The alpha attribution model for high-frequency trading is developed by explaining its components and the trading tactics used to implement high-frequency strategies. The results demonstrate why high-frequency traders need to be fast to generate positive expected returns and why they are better at providing liquidity.
The authors introduce an expected return equation for high-frequency trading strategies. The hedge fund industry traditionally defines alpha in terms of absolute return. When a strategy is new, as in the case of high-frequency trading, these returns are often generated by a backtest or simulated trading. The authors break down the components of return in an effort to provide insight into the variability of profits and losses, the correlations between the components, and the impact of time (i.e., technological speed).
How Is This Research Useful to Practitioners?
Algorithms started as tools for institutional investors in the beginning of the 1990s. Decimalization, direct market access, 100% electronic exchanges, reduction of commissions and exchange fees, and rebates contributed to fueling the growth of algorithmic trading to the point that more than 50% of all trades in the US equity markets are algorithmic. The authors contribute to an evolving body of research on high-frequency trading—in particular, whether high-frequency trading dynamics systematically affect the market in a way that disadvantages low-frequency traders. The authors’ comparison of high-frequency trading with its low-frequency counterpart should be enlightening to risk managers, strategy developers, and regulators. Algorithmic execution of block trades is an important tool that allows for systematic and disciplined execution of size, and studies like this one increase practitioners’ knowledge of how the strategy works and its impact on the market.
How Did the Authors Conduct This Research?
Algorithmic trading refers to the use of programs and computers to generate and execute large orders in markets with electronic access. The authors empirically test their model using data from the NASDAQ limit order book for Apple Inc. for 3 January 2012. High-frequency strategies are not based on price forecasts, so the authors address the components of alpha by examining four key trading components:
- How much opportunity is available to be captured?
- How much can be captured?
- What is the cost of capturing it?
- What is the effective rebate?
The size and consistency of alpha are equal to the product of the volatility multiplied by the information coefficient multiplied by the Z-score. Opportunity is measured by observing the standard deviation of changes in the bid–ask midpoint price. Capture is the percentage of the opportunity that the strategy can grab. It is often measured as the correlation of forecasted returns with the actual, realized returns. It is interesting to note that strategies based on providing liquidity may have a capture percentage that is less than zero. Firms that supply liquidity by placing limit orders in the limit order book are paid a fee by exchanges called a “rebate.” Incentivizing liquidity suppliers is thought to be good for the exchange.
The values of the components are dependent on each other. There are hidden interactions and a fundamental trade-off: Time is important, but if a strategy wants to execute immediately, then it will pay the spread. Passive limit orders earn the spread by waiting but take longer to execute, potentially sacrificing some captured opportunity.

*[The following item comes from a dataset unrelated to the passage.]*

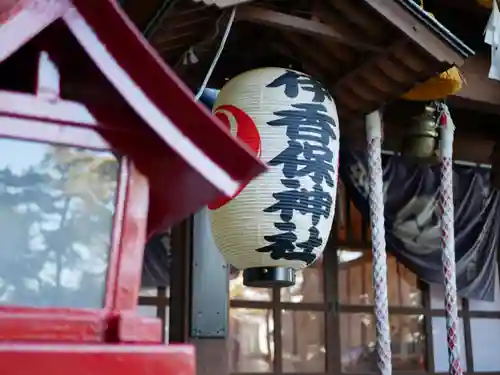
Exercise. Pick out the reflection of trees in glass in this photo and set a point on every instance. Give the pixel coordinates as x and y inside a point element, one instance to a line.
<point>56,208</point>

Whether a high-frequency trading strategy earns or pays the spread depends on the tactics used to implement it—in particular, whether the strategy uses market or limit orders. Market orders demand liquidity and take the market price.
In the new regulatory environment, certain high-frequency trading strategies may be illegal, but that does not mean they are unethical. The authors argue that high-frequency strategies seek to profit by removing inefficiencies from the marketplace. But a recent book by Michael Lewis, Flash Boys: A Wall Street Revolt (W.W. Norton & Company 2014), presents a case that high-frequency trades “front run” low-frequency trades, causing degradation in execution quality. An ethical trading strategy is one that promotes the societal interest in free markets that are transparent, efficient, and reliable. High-frequency traders provide a lot of volume but not necessarily a lot of liquidity when needed (i.e., they engage in nothing more than “hot potato” trading).